Les ascensions "artificielles" sont nées, que le guide et écrivain français Roger Frison-Roche définit comme : "déformation de la manière de monter en montagne, provoquée par le fait que tous les sommets importants ont été escaladés". La stratégie devient alors celle du siège himalayen, c'est-à-dire de véritables expéditions surchargées d'outils et d'artifices divers. Dans cette veine, Desmaison peut s'enorgueillir de l'ouverture de la voie Jean Couzy ou "française" sur la Cima Ovest di Lavaredo (avec P. Mazenaud), qui a coûté l'utilisation de 350 pitons, dont une trentaine de boulons à expansion.
Dans les années 1960, cependant, les défis changent, bien qu'il soit toujours parmi les participants à l'expédition pharaonique de la fleur de l'alpinisme transalpin lancée à la conquête du Jannu (7710m), aujourd'hui appelé Kumbhakarna, dans le massif du Kangchenjunga, une ascension extrêmement technique et rendue difficile par les conditions environnementales.

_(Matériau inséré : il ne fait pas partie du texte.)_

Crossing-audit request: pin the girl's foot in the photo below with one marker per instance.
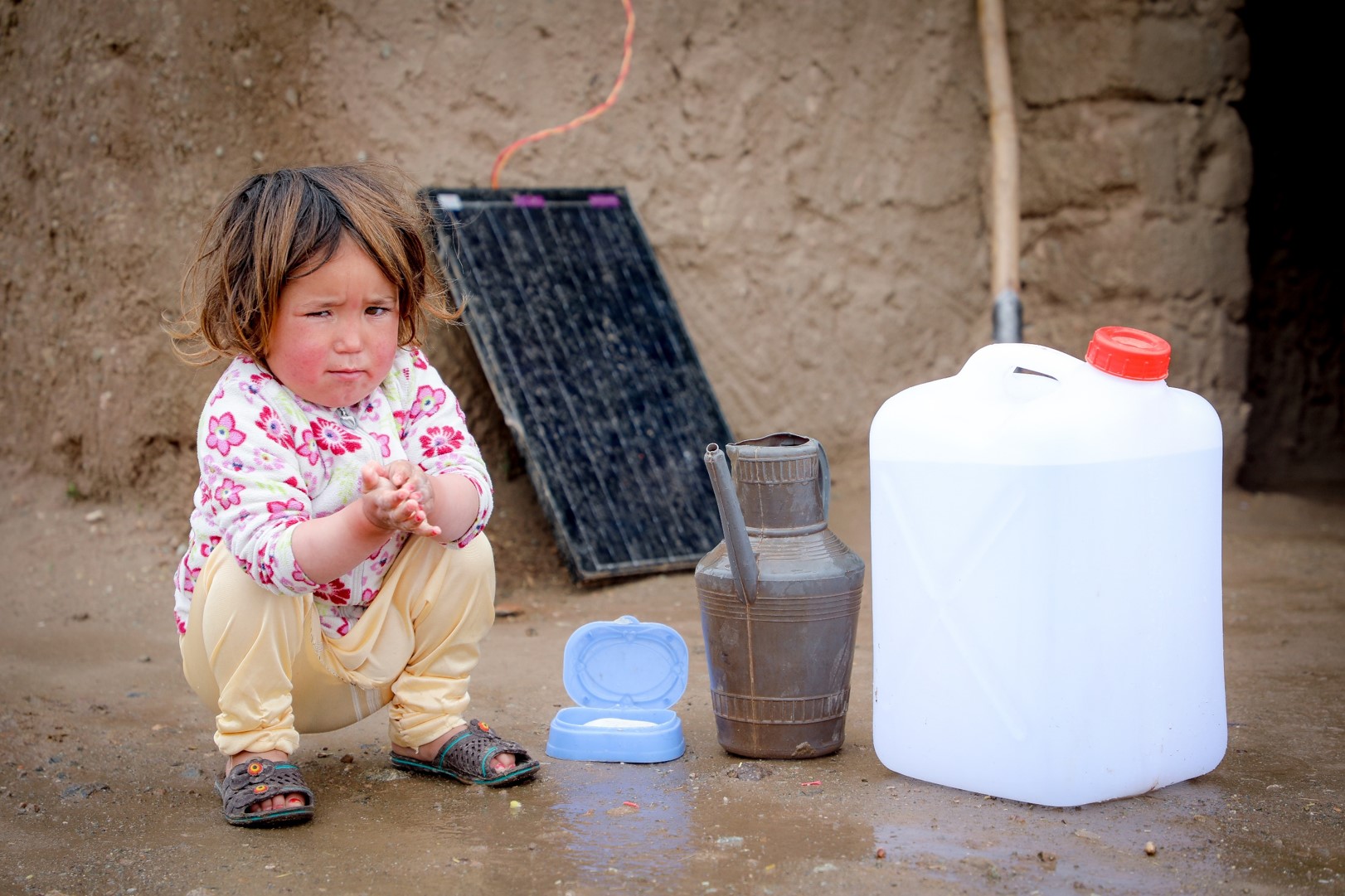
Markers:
(270, 802)
(499, 762)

Les nouvelles frontières deviennent les ascensions solitaires et hivernales, bien qu'elles ne constituent pas en elles-mêmes des nouveautés conceptuelles. Ayant entrepris de défier le froid et la glace, Desmaison collectionne une série de premières ascensions exceptionnelles : à partir de 1960, la face nord-ouest du mont Olan, la face ouest du Petit Dru, le pylône central du Frêney avec Robert Flematty (une ascension qui deviendra symbolique par sa longueur, son altitude et son isolement), et enfin en 1968 le glacier du Linceul sur les Grandes Jorasses, abordé avant l'évolution actuelle du matériel glaciaire.

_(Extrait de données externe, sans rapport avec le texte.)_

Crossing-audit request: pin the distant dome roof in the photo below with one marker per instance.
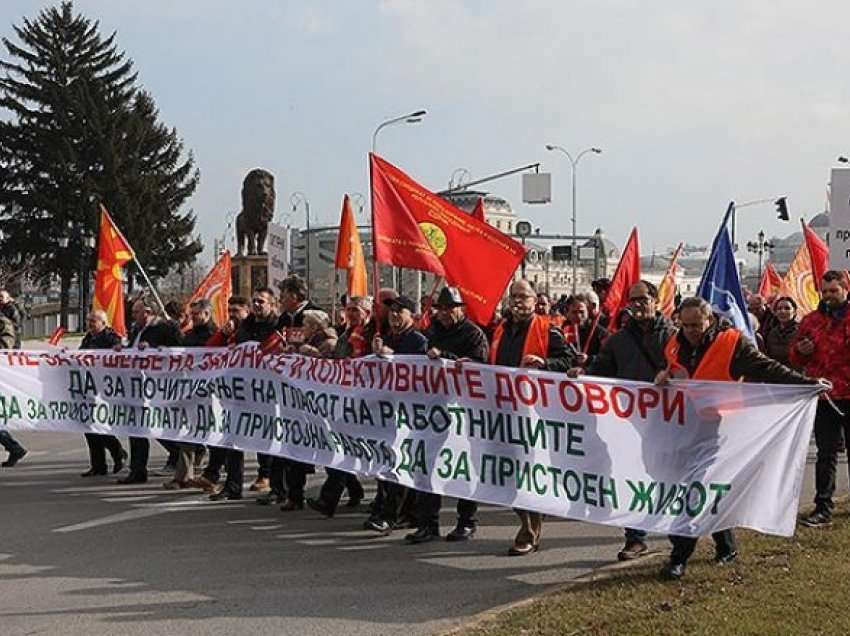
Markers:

En 1966, première " cascade " de sa carrière : Desmaison, Mick Burke, Gary Hamming et d'autres sauvent deux alpinistes allemands bloqués sur la face ouest du Petit Dru. Les sauveteurs font face à de grandes difficultés amplifiées par le mauvais temps, mais ils atteignent leur but, humiliant en fait les sauveteurs officiels, qui avaient déployé une stratégie moins efficace. Un péché d'insubordination qui coûtera à Desmaison son exclusion de la Compagnie des Guides de Chamonix, avec toute une queue de polémique et des échanges publics d'accusations.
En février 1971, deuxième épisode clé de sa carrière : il part ouvrir une nouvelle voie sur l'éperon Walker des Grandes Jorasses avec le jeune Serge Gousseault, et rencontre de grandes difficultés qui retardent et compliquent l'ascension jusqu'à ce que son compagnon d'escalade soit complètement épuisé et meure après 11 jours sur la paroi. Une série de malentendus et de prises de bec ralentissent anormalement la machine de sauvetage. Desmaison n'ose pas abandonner son compagnon et est secouru alors qu'il est à bout de forces : il survivra par miracle. Inutile de souligner la tempête de polémiques qui s'ensuit.

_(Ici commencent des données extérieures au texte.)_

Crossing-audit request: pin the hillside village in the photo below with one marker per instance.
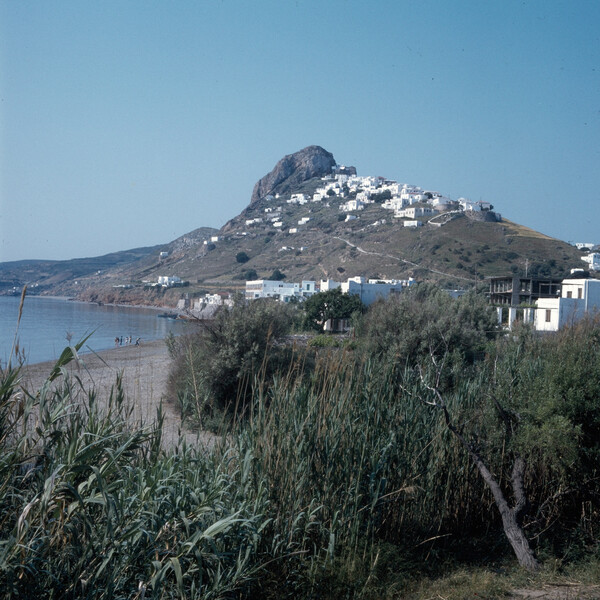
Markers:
(413, 207)
(403, 201)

L'année suivante, pourtant, Desmaison a déjà retrouvé toutes ses forces et le prouve en réalisant en solitaire l'intégralité de l'arête de Peuterey, la plus longue voie des Alpes. Enfin, en janvier 1973, il honore la mémoire de son défunt compagnon en réalisant l'exploit manqué de seulement quatre-vingts mètres, cette fois en compagnie de Michel Claret et Giorgio Bertone.
Le dernier combat de René Desmaison s'est achevé le 28 septembre 2007 à l'hôpital de la Timone à Marseille, où le grand alpiniste s'est éteint des suites d'une grave maladie qui l'affectait depuis quelque temps. Ses cendres, selon sa volonté, ont été dispersées sur le massif du Dévoluy, dans les Hautes-Alpes, où le célèbre alpiniste a vécu ses dernières années.